6.2.1 Dependent or Independent Variable?
The spreadsheet view of the data (Fig. 6.1)allows rapid virtual scrolling through the entire data set. If you right click on a row label, the single molecule viewer described in section Opening and Saving Files will open up on the given compound. Recursive partitioning creates significant splits on the independent columns based on how they affect the dependent columns. Your first step to running a decision tree is to choose the dependent variable.
6.2.2 Selecting a Dependent
|
Fig. 6.2 shows Potency chosen as our dependent variable. To do so, we click on the button (Potency) just under the numeric button for the column . Note the color changes to magenta in this system-specific appearance. The independent columns remain black.

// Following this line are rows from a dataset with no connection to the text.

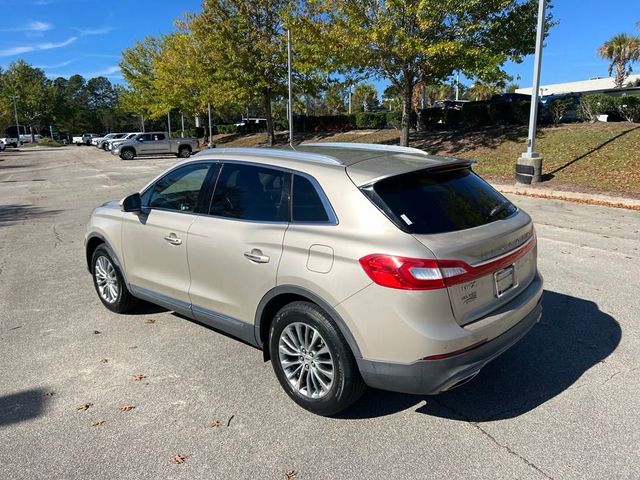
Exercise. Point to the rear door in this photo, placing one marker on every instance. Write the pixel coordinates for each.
(234, 251)
(461, 219)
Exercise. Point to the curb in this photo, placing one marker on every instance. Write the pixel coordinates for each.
(586, 198)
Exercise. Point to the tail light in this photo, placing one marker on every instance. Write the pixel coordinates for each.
(429, 274)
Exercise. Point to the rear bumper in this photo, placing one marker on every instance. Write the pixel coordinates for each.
(434, 376)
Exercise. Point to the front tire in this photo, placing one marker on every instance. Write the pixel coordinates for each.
(109, 282)
(127, 155)
(312, 360)
(184, 152)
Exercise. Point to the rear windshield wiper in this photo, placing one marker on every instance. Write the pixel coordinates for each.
(497, 209)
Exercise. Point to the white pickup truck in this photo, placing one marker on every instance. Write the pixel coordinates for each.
(155, 143)
(84, 139)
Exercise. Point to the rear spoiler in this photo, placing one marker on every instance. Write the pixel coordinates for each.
(454, 164)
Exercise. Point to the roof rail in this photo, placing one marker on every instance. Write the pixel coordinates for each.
(366, 146)
(275, 152)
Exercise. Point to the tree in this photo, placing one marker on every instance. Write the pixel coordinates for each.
(137, 66)
(365, 97)
(408, 42)
(246, 43)
(30, 89)
(621, 51)
(483, 90)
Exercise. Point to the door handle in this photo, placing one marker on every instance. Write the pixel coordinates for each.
(172, 239)
(257, 256)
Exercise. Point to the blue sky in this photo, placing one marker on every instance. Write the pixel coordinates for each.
(64, 37)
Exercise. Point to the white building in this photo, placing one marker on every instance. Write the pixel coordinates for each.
(593, 85)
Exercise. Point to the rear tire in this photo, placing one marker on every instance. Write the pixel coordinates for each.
(312, 360)
(109, 282)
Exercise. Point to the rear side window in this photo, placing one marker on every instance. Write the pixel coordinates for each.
(424, 202)
(249, 192)
(306, 205)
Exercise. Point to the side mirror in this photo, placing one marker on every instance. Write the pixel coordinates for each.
(132, 203)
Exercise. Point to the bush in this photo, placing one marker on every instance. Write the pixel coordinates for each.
(558, 108)
(394, 119)
(628, 107)
(375, 120)
(593, 105)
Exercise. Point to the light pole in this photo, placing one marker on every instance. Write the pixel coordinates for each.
(290, 88)
(15, 110)
(529, 165)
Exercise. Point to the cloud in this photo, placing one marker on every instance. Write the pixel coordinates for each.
(50, 45)
(57, 65)
(34, 26)
(11, 51)
(95, 31)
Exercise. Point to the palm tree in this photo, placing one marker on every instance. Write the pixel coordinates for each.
(621, 51)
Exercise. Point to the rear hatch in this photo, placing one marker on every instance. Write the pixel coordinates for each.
(484, 244)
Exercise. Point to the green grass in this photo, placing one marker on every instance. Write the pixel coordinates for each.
(600, 157)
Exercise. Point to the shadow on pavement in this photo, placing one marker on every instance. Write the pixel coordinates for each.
(16, 213)
(572, 336)
(21, 406)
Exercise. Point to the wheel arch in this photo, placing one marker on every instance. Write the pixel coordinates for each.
(282, 295)
(94, 241)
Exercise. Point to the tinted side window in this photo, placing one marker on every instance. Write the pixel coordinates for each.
(306, 205)
(251, 193)
(179, 190)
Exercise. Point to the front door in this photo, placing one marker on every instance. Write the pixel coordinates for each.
(235, 250)
(155, 241)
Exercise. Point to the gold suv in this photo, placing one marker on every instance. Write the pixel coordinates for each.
(347, 264)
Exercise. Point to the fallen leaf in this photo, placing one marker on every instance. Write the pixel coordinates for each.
(179, 459)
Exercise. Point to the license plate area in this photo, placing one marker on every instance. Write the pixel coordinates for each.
(504, 280)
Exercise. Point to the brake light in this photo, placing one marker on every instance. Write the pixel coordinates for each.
(411, 273)
(428, 274)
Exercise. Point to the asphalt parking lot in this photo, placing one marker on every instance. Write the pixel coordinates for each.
(562, 404)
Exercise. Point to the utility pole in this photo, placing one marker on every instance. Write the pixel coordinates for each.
(290, 88)
(529, 165)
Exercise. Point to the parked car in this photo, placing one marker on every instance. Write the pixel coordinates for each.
(84, 139)
(111, 144)
(347, 264)
(155, 143)
(101, 141)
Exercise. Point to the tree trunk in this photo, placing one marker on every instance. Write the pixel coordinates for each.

The inactive columns are greyed. You can toggle between these three states by clicking the lower column header (column name) buttons.
NOTE: If you clicked and the color doesn’t change, but the data moves around, it is because you clicked the column number button (the topmost button), which sorts the data, instead of the column name button, which changes the column state.
Multiple columns can be made dependent, independent or inactivated by toggling the first column to the desired state, then <Shift> Left Click on a distant column. All columns in between will be set to the state of the first column clicked.
6.2.3 Sorting Records
|
You can sort any column by clicking on the column header button. In the illustration we have sorted on the Y column. Look closely and you will see a down arrow in the button on the column number header row. The first time you do this the sort will be from low to high value.
If you click the column button a second time it sorts it from high to low value. Note the arrow on the right column points up and the highest value for the variable is at the top.
If you click the Unsort button on the top left, the sorting of the spreadsheet will revert to the original sort order of the dataset.
6.2.4 Deactivating Unwanted Columns
|
If we want to exclude PLLO:C(C)-C(CCCC) from further analysis, we can suppress that column by clicking on the PLLO:C(C)-C(CCCC) button twice (until it is greyed out).
6.2.5 Activating - Deactivating Row Data
|
Any row can be selected or de-selected (activated or deactivated) by clicking on the grey row selection button at the far left of the row. Since you cannot analyze a missing dependent value, any dependent variable row with missing values will automatically be deactivated. You can pick contiguous rows by first clicking at the first row and then <Shift> left clicking on that last row of the range you want to select-de select.
In Fig. 6.5’s spreadsheet, Potency in column 1 is the dependent variable, PLLO:C(CC)-C(CCCC) in column 4 is an inactive variable, and rows 16-18 are inactive. To view the compound, Right Click on the row label of the compound of interest. There is a tool for subset selection described in later sections of this chapter and in Chapter Interactive Tree Analysis Interactive Tree Analysis.
6.2.6 Picking Random Record Sets
If you have many records, you might want to reduce the number of records to process for several reasons (for example, a smaller set of records runs faster that a large one). However, selecting or de-selecting individual records may not be practical and handpicking records might bias the results. Another reason you might want to create a data subset is to create test and validation data sets. This means you can do tree analysis on a random subset, and validate the model by running a tree on the holdout sample. Chapter 8, Prediction Recipes has more details of this procedure. Section 6.3.2.1 details the ways and means of selecting random subsets.